Dovercourt Road: Residents still unhappy with 140 homes plan despite council’s £30k spend on consultants

180 objections were lodged despite a £30k extended consultation

Hundreds of residents remain ‘disgusted’ with plans for more than 100 new homes in Lockleaze - as it emerged the city council spent an extra £30,000 on work to solve their concerns.

Housing is currently the main priority for the Bristol, as outlined in its 2022/23 budget, and last year it earmarked an underused compound behind Dovercourt Road for the creation of 140 multi-storey houses and apartments.

But people living around the site have rallied together against the proposals from the off, their main qualm being the tiny proposed access route which they say will be unable to cope with a surge in hundreds of new residents and traffic.

The lane off Dovercourt Road which according to plans will serve as the main access route in and out of a development of 140 homes.

In an attempt to come up with a solution that everyone would be happy with, Bristol City Council spent £29,863 in an ‘extended period of consultation’ with the community, the crux of which was spent investigating an alternative access route via Petherbridge Way that residents were in favour of.

But this was seemingly to no avail after the idea was found to be ‘unfeasible’ and a whopping 180 objections were still lodged against the outline proposals before they are put to the planning committee.

Rich Dinham, a member of the resident group who oppose the plans, said: “I know that consultation work is ridiculously expensive but it’s difficult to see where all that money has gone.

“The alternative access route would have solved most of the problems we have with the development and we still believe it to be the better option.

“The current access route simply isn’t big enough and will cause more safety issues on Dovercourt Road which already has a high accident rate.

“The apartment blocks will tower over the semi-detached houses that are already packed in across the road, and there isn’t enough GP or schools provision to even meet the needs of the people that are already here.

“We’re always keen to stress that we are aware the city needs more housing, and we’re not opposed to it if it’s done right.

“Overall, minimal amendments have been made to the plans and trust is at an all time low.
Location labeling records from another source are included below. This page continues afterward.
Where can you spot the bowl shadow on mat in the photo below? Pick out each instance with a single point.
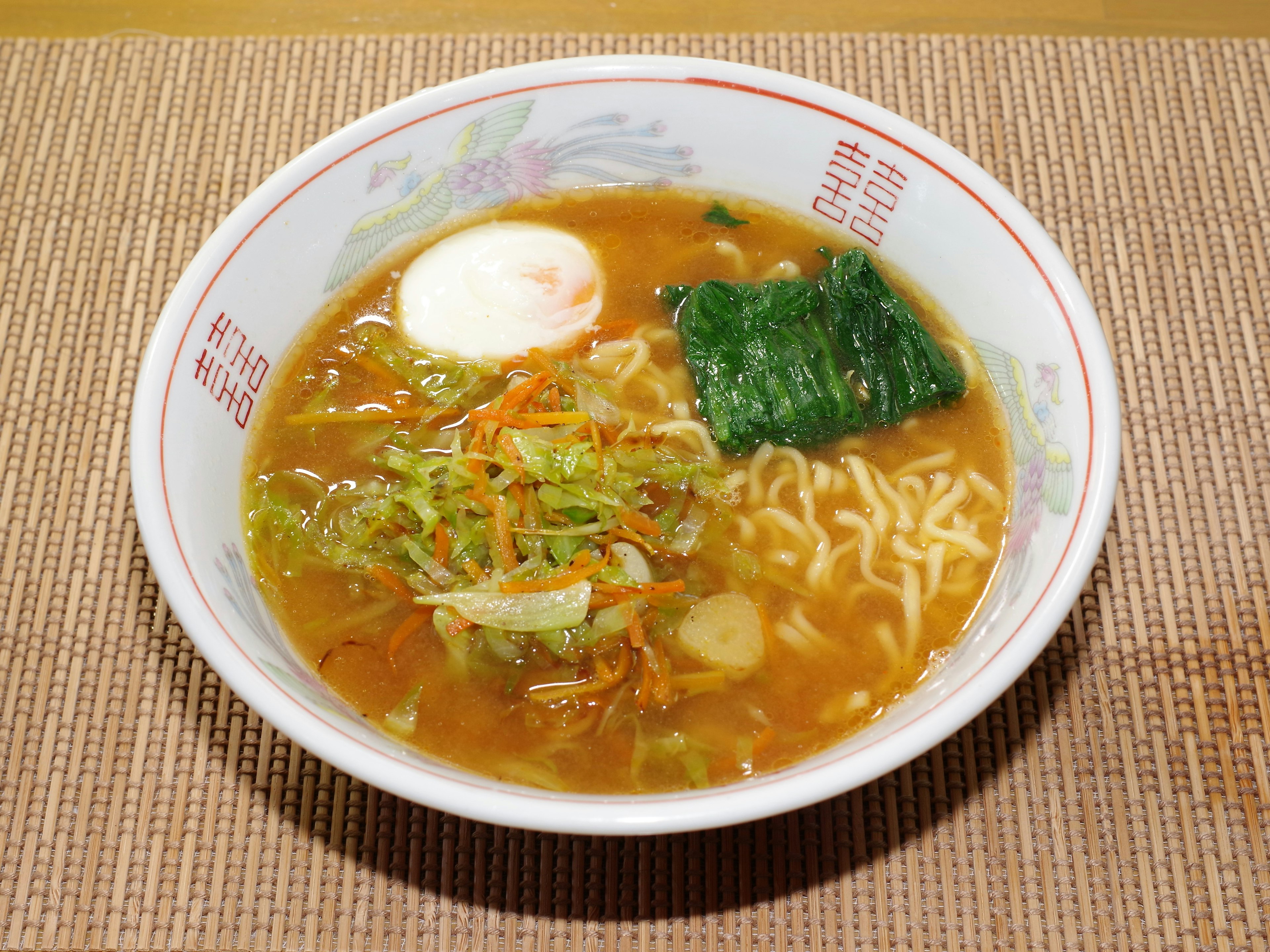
(963, 791)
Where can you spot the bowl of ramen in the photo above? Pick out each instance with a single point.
(625, 445)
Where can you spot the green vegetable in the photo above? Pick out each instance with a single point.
(719, 215)
(883, 344)
(521, 611)
(802, 364)
(403, 718)
(762, 364)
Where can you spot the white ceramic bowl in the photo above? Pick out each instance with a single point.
(706, 125)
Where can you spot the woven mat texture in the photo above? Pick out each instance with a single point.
(1116, 799)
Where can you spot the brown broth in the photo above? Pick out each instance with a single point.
(798, 704)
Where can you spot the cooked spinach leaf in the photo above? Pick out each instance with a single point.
(801, 364)
(883, 344)
(762, 364)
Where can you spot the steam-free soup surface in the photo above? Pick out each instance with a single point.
(863, 560)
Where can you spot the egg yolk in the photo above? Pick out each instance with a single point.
(498, 290)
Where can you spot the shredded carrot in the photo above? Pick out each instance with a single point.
(769, 635)
(508, 447)
(579, 569)
(413, 622)
(390, 580)
(530, 420)
(625, 662)
(662, 676)
(644, 588)
(477, 446)
(441, 551)
(635, 520)
(635, 630)
(503, 532)
(604, 672)
(459, 625)
(525, 391)
(497, 507)
(646, 685)
(601, 469)
(517, 492)
(764, 740)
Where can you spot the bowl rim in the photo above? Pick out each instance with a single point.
(488, 800)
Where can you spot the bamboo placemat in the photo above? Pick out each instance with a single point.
(1116, 799)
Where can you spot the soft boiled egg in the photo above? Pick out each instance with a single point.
(497, 290)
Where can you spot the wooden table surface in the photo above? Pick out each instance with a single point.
(82, 18)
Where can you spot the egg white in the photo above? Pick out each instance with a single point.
(498, 290)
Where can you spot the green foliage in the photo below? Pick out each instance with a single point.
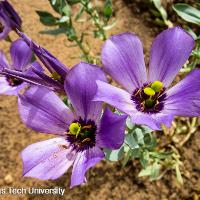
(141, 144)
(64, 22)
(47, 18)
(161, 13)
(187, 12)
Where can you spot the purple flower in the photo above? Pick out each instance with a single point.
(146, 97)
(9, 19)
(57, 70)
(82, 132)
(21, 56)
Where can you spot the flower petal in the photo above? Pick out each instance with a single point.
(6, 27)
(80, 86)
(3, 61)
(170, 50)
(114, 96)
(83, 162)
(48, 159)
(154, 121)
(21, 54)
(11, 15)
(42, 110)
(183, 99)
(6, 89)
(112, 130)
(123, 59)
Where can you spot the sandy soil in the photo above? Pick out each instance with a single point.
(106, 180)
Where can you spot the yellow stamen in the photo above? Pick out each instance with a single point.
(149, 91)
(86, 140)
(157, 86)
(56, 76)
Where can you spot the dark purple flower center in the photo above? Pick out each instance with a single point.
(13, 81)
(149, 103)
(1, 27)
(82, 135)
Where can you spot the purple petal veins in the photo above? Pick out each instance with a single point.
(122, 58)
(82, 133)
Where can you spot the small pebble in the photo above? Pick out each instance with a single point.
(8, 179)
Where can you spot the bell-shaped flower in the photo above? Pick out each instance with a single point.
(146, 95)
(82, 132)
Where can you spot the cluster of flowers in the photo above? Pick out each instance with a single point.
(87, 127)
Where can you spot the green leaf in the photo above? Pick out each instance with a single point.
(130, 141)
(139, 136)
(188, 13)
(161, 9)
(127, 157)
(161, 155)
(146, 171)
(151, 170)
(67, 10)
(109, 26)
(63, 19)
(178, 174)
(129, 124)
(53, 31)
(108, 10)
(155, 171)
(47, 18)
(136, 153)
(144, 159)
(79, 14)
(114, 155)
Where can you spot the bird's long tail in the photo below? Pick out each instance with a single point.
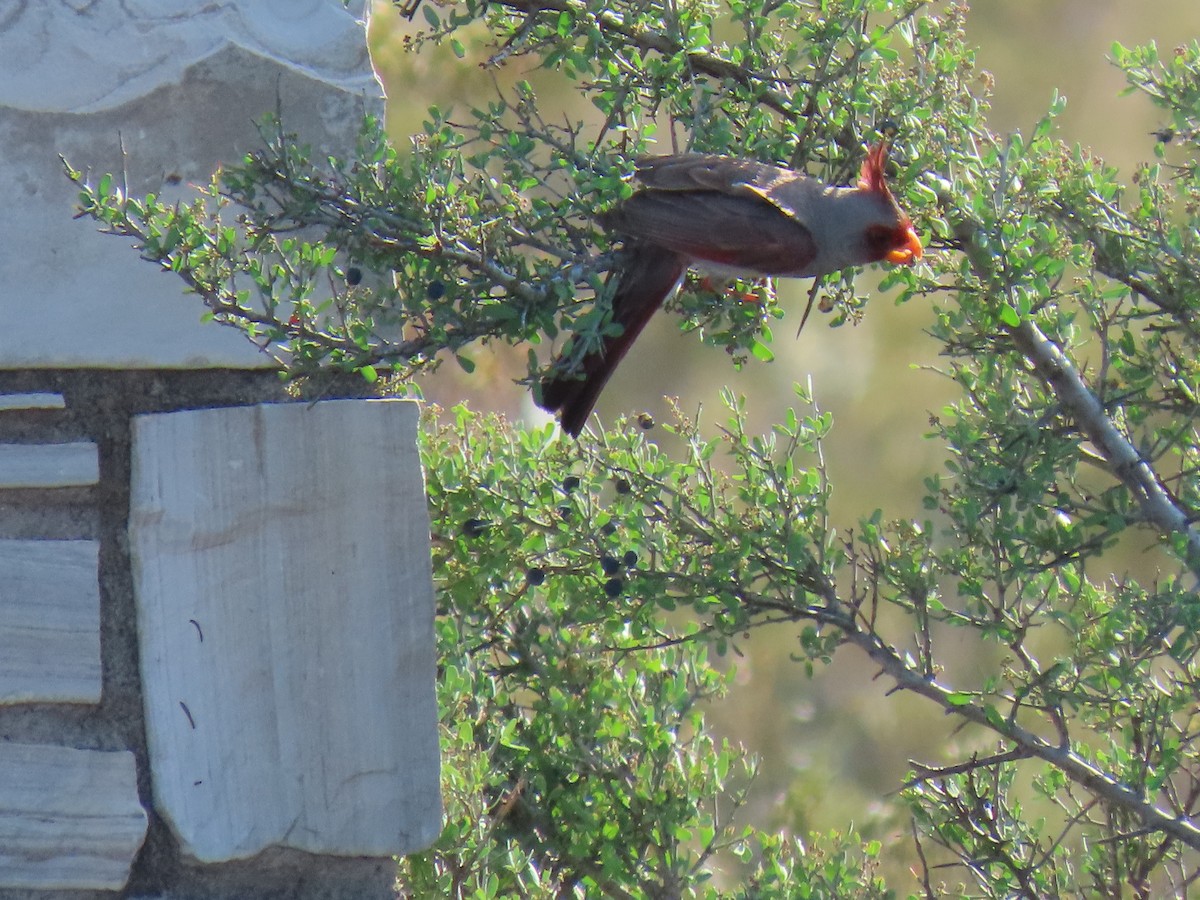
(646, 282)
We don’t feel we are being listened to at all but as our campaign demonstrates we’re not just going to sit here and let it be pushed through.”
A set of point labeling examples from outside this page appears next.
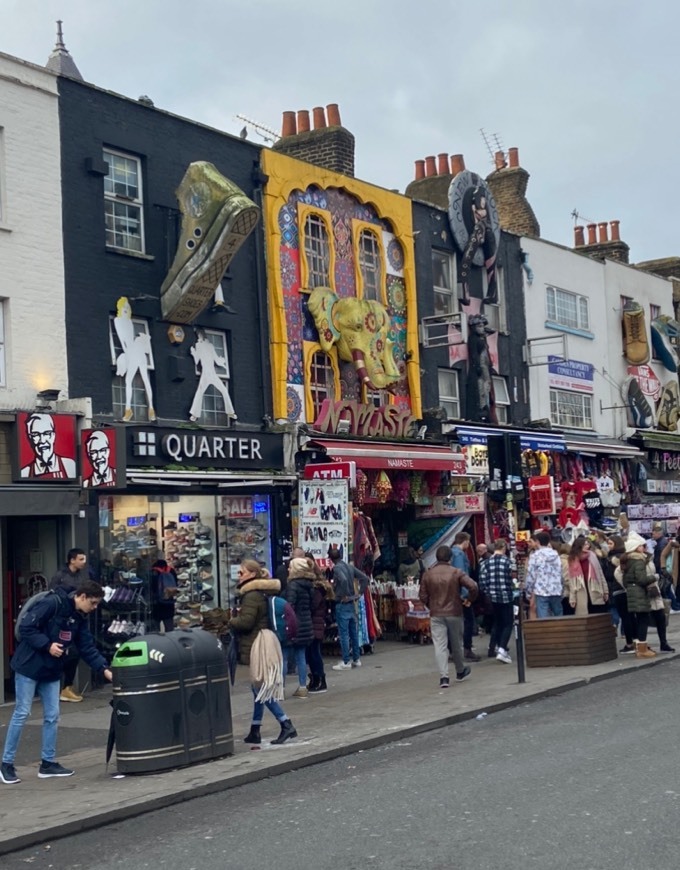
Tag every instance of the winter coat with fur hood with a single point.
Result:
(253, 615)
(636, 579)
(301, 577)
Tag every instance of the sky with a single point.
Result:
(586, 89)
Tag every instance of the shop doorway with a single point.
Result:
(34, 550)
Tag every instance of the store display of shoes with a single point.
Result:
(639, 410)
(635, 344)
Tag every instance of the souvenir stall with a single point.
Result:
(407, 498)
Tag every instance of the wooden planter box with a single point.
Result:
(560, 641)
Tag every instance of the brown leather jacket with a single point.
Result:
(440, 590)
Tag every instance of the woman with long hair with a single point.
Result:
(254, 587)
(588, 590)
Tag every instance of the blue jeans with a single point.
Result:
(346, 618)
(548, 605)
(273, 706)
(26, 690)
(299, 654)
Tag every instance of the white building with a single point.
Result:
(574, 306)
(32, 327)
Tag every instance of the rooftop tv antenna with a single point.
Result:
(493, 143)
(581, 217)
(264, 132)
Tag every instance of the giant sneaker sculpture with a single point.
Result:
(217, 217)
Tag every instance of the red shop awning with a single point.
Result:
(395, 457)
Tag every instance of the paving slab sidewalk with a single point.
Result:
(394, 696)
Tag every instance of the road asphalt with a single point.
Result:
(394, 695)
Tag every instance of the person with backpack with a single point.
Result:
(254, 589)
(299, 588)
(49, 628)
(164, 585)
(71, 577)
(346, 597)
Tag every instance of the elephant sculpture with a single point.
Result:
(359, 328)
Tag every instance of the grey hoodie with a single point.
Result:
(544, 573)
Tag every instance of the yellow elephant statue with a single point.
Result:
(360, 329)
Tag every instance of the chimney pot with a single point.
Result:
(457, 164)
(303, 121)
(288, 126)
(333, 113)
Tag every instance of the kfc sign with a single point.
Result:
(46, 447)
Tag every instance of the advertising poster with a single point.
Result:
(323, 518)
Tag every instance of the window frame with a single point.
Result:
(304, 212)
(578, 298)
(501, 404)
(310, 349)
(585, 398)
(122, 200)
(359, 228)
(439, 290)
(213, 416)
(118, 381)
(446, 397)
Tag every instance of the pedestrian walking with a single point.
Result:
(544, 578)
(346, 597)
(495, 580)
(70, 578)
(298, 593)
(50, 628)
(253, 589)
(440, 591)
(588, 590)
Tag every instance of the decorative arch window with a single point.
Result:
(317, 258)
(322, 378)
(369, 258)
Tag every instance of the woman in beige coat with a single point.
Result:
(588, 590)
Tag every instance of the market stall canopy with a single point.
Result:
(399, 457)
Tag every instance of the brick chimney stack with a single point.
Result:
(508, 183)
(607, 247)
(328, 145)
(432, 178)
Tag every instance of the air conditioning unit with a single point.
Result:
(443, 330)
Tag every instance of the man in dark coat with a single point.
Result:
(71, 577)
(49, 629)
(298, 593)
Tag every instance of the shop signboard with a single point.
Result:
(368, 421)
(332, 471)
(541, 495)
(570, 374)
(45, 448)
(102, 458)
(450, 505)
(196, 448)
(648, 380)
(323, 519)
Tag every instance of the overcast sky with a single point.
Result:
(586, 89)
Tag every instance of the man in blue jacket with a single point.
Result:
(53, 625)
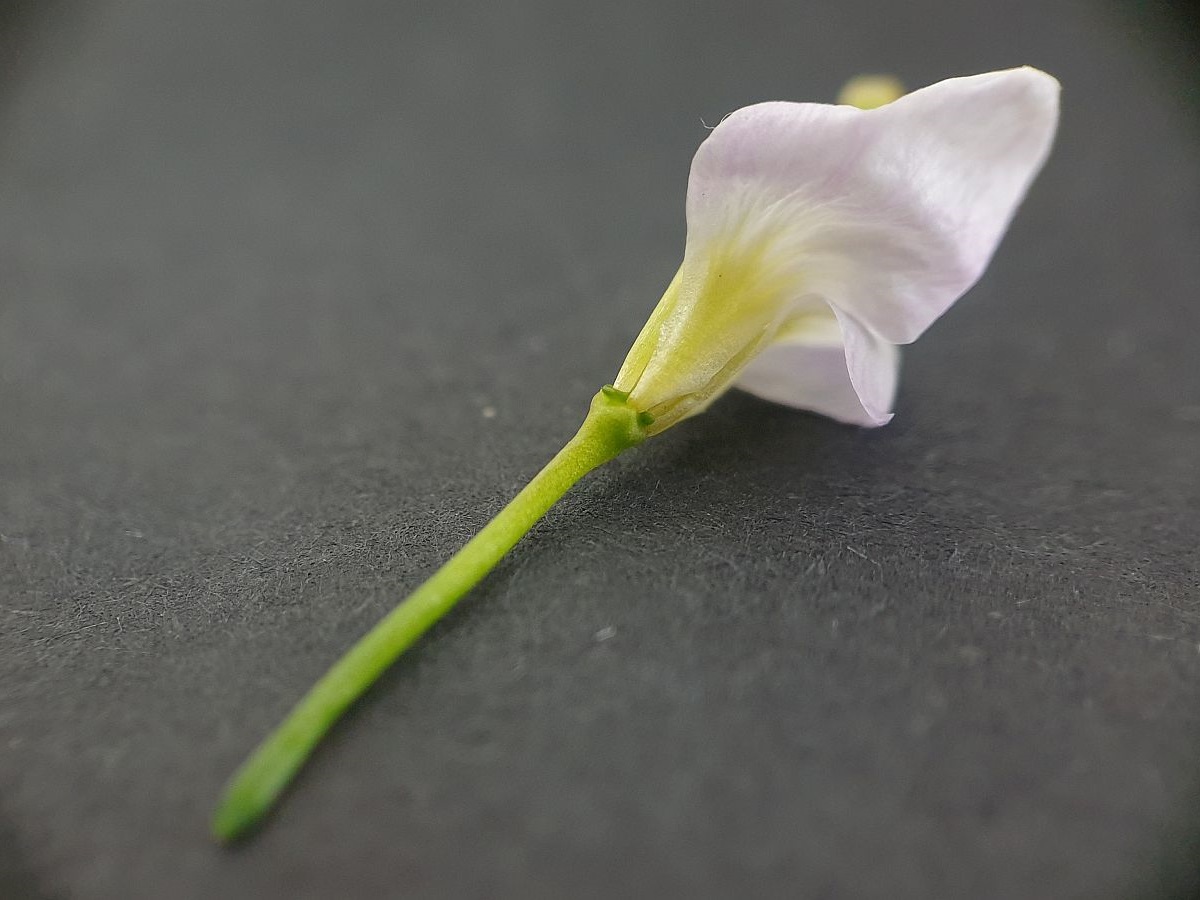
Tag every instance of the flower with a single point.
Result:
(819, 238)
(822, 237)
Residents met with BristolWorld at the site earlier this year.

A Bristol City Council spokesperson said the Dovercourt Depot sported huge potential in easing the housing crisis the city is facing, and that 50 per cent of the homes at the site would be afforable.

Regarding to the £30,000 that was spent on extra consultation work, it said: “Additional funding was approved to help support the development of an outline planning application for the site. This funding was used to facilitate an extended period of consultation with the local community, as well as to explore in detail additional design options requested by residents.

An artist’s impression of what the new housing estate could look like.

“This included investigating an alternative access via Petherbridge Way, in response to residents’ earlier feedback. This option was investigated in detail but was found to be unfeasible due to the constraints of the site, including on ecological, planning, transport and cost grounds.”

The authority added: “Bristol has a housing crisis, and we need to deliver new homes. Underused brownfield sites like this are ideal locations for new homes.

“While we welcome challenge – and have spent time and money exploring other options at the request of local people, we need people to come forward with workable solutions and to tell us where they think we should build, rather than simply where we shouldn’t, if we are to meet the challenges of the housing, climate and ecological emergencies.”

The outline application is currently going through the planning process and awaiting a committee date.

Following determination of the outline planning application a reserved matters application will be submitted and the site will be handed Goram Homes, which Bristol City Council owns and will develop the site with its partner Keepmoat Homes.